Peak 2 and Tenderfoot 2 underscored the challenges of fighting fires in Summit County, which continues to urbanize at a time when fire seasons are growing longer and less predictable and the forests less healthy, choked with standing dead beetle-kill.

“I think it’s fair to say that as the county grows and as the economy grows, there’s going to be more infrastructure, more homes, more people … and we’re going to have a hotter, drier climate,” said Howard Hallman, director of the Summit County Forest Health Task Force. “So all of those factors add to the potential for greater occurrences of wildfires and more extreme wildfires, and I think it’s a real challenge looking forward.”

Wildfires are part of a natural cycle that’s healthy for forest ecosystems. When they are remote, fire officials can use a lighter touch, letting them burn while containing from afar.

In Summit County, where ninety-nine percent of the population lives within what’s called the wildland-urban interface (WUI), firefighters rarely have that luxury.

“The odds are pretty unlikely that we’re ever just going to let something burn,” Bianchi said. “Maybe in Ptarmigan or maybe in Eagle’s Nest, but it’s hard, because if you let it burn and it gets going like it wants to with lodgepole (pines) and gets up into the canopies and runs, and then it does get into town or burns down a home, that’s really hard to swallow.”

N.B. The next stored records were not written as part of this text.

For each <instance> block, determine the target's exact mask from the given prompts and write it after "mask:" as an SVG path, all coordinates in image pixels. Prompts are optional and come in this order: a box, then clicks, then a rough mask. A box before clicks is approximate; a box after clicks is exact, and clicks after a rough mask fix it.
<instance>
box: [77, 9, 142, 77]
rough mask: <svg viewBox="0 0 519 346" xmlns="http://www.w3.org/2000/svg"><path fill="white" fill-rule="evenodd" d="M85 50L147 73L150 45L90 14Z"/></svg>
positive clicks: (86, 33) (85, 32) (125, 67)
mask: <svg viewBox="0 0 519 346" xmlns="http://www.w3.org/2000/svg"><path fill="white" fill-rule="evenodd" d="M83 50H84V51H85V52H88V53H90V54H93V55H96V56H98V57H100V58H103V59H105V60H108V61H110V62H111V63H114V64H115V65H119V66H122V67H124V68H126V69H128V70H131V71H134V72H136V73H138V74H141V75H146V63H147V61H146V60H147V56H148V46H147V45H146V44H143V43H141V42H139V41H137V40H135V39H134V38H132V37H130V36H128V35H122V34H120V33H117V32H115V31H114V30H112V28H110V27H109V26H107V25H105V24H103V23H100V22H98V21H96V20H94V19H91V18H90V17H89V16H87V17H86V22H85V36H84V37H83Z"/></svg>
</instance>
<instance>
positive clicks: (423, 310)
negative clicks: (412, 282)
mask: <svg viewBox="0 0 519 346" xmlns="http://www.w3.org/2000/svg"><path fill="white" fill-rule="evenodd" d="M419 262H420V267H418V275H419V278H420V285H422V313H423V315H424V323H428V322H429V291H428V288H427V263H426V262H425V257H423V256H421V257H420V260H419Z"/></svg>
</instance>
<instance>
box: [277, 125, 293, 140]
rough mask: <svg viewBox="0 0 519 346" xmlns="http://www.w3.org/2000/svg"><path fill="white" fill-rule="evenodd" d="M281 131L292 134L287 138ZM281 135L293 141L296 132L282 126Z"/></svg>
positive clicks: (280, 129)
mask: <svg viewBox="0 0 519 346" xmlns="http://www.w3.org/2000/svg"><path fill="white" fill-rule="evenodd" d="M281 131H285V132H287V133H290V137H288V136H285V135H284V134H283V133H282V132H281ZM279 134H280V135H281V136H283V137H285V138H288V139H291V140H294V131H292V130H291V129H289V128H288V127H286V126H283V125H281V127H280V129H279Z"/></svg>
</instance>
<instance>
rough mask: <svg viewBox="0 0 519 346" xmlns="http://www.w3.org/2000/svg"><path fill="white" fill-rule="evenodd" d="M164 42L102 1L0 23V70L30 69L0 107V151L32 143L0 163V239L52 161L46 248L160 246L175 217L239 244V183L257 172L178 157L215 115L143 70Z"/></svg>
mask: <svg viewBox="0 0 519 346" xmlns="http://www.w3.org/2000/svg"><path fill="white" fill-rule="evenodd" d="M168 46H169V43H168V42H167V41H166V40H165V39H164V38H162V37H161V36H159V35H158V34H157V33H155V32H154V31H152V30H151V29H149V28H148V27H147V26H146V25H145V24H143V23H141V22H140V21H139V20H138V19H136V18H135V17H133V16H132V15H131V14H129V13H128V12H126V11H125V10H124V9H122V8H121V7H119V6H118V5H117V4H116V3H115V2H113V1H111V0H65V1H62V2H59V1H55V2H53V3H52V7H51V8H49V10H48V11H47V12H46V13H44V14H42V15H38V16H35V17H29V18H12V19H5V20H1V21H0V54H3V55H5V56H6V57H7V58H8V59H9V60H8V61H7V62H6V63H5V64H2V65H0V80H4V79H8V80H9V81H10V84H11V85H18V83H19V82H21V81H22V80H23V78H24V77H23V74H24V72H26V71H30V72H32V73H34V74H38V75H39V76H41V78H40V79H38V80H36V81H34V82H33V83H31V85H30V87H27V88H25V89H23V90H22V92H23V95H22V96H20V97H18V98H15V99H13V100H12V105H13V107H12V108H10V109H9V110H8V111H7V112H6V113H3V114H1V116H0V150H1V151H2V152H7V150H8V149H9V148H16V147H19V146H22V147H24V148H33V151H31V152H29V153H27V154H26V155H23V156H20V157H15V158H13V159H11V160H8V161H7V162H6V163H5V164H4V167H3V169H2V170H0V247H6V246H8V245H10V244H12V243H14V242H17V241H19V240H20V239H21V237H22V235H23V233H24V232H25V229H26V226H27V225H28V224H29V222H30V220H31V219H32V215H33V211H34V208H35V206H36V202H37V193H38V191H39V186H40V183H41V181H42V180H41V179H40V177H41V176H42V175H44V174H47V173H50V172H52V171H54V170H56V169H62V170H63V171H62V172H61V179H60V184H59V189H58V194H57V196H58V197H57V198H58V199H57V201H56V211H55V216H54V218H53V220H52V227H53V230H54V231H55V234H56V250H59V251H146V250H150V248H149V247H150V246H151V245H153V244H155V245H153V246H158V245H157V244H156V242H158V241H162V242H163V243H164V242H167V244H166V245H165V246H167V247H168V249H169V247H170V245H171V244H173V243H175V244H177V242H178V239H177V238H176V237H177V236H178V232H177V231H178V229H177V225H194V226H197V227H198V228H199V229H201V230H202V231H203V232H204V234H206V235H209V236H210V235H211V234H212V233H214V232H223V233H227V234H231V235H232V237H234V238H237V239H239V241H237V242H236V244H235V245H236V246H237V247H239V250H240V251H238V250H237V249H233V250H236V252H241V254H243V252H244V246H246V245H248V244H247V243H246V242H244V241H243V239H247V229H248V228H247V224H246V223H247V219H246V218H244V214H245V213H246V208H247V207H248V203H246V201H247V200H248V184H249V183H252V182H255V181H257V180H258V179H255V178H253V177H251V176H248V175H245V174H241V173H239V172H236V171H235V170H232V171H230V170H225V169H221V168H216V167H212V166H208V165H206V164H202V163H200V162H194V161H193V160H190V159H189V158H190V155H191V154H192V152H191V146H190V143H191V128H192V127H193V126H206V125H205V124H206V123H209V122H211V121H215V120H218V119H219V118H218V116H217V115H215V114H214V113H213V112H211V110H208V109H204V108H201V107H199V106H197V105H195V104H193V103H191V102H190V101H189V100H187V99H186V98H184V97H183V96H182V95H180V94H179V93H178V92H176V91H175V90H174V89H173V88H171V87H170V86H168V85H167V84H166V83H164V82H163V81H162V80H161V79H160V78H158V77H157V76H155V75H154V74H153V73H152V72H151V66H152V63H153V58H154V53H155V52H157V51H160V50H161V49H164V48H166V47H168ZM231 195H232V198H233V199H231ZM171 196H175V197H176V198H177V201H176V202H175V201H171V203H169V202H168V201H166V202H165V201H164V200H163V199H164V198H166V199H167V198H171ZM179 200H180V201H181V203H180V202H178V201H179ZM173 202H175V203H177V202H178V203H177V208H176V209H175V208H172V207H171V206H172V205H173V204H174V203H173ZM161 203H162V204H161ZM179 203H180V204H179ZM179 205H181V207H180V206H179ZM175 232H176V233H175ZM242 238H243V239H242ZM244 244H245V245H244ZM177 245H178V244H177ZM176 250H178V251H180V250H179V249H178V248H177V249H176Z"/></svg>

Tenderfoot 2 was a small fire, only about 21 acres. But like Peak 2, it was about as close to the urban end of the WUI spectrum as a wildfire can be. And like most wildfires these days, it was burning in beetle-kill, adding fuel for the fire and risk for the firefighters.

“We determined that a large number of values were at risk but also that we were going to run into some challenges with the beetle-kill timber and the safety aspect,” said Justin Conrad, acting fire management officer for the White River National Forest. “We discussed those options and pretty quickly realized we were going to need a heavy air presence.”

Those twin pressures — urban assets close by and beetle-killed widow-makers among the flames — demand the type of awe-inspiring air show seen Monday. But like any good spectacle, those shows are expensive. And they’re not a sure bet for putting out a fire.

“The aircraft are expensive to use, but unfortunately given the amount of dead standing trees, we can’t risk firefighters underneath a lot of that stuff,” Bianchi said. “We’ve lucked out the last two fires this season that the aircraft worked in our benefit. They’re exciting to see and they usually take care of business, but they’re not by any means foolproof.”

Given its topography, Summit County is also a very difficult place for pilots to fly. Drops have to be made very low to the ground in order to be effective, and among mountain ridges and gullies, that can be tricky.

For all their usefulness, the planes can’t effectively spray every nook and cranny. Likewise, there are some patches of unhealthy forest that have just become too dangerous for firefighters.

“I’m scared we’re going to get someone killed up there — not by fire but by a (beetle-killed) tree falling over,” Peak 2 incident commander Todd Pechota said in July, explaining why he wouldn’t send a crew to cut a final section of containment line.

No one can say for sure whether the next fires will present these same problems. But come they will, and Hallman suspects the trend of rising severity to continue.

“Where you might have had a generally wetter climate and could let things burn, when things are hotter and drier, there’s more potential for much more severe fires and scorched earth situations,” he said.

For many of Summit County’s 30,000 residents, however, severity might be a secondary issue.

As dusk fell on Monday night, revealing glowing embers and flames licking up the side of Tenderfoot Mountain, Dillon resident Kevin Adamson put it neatly.

“This is awfully too close,” he said.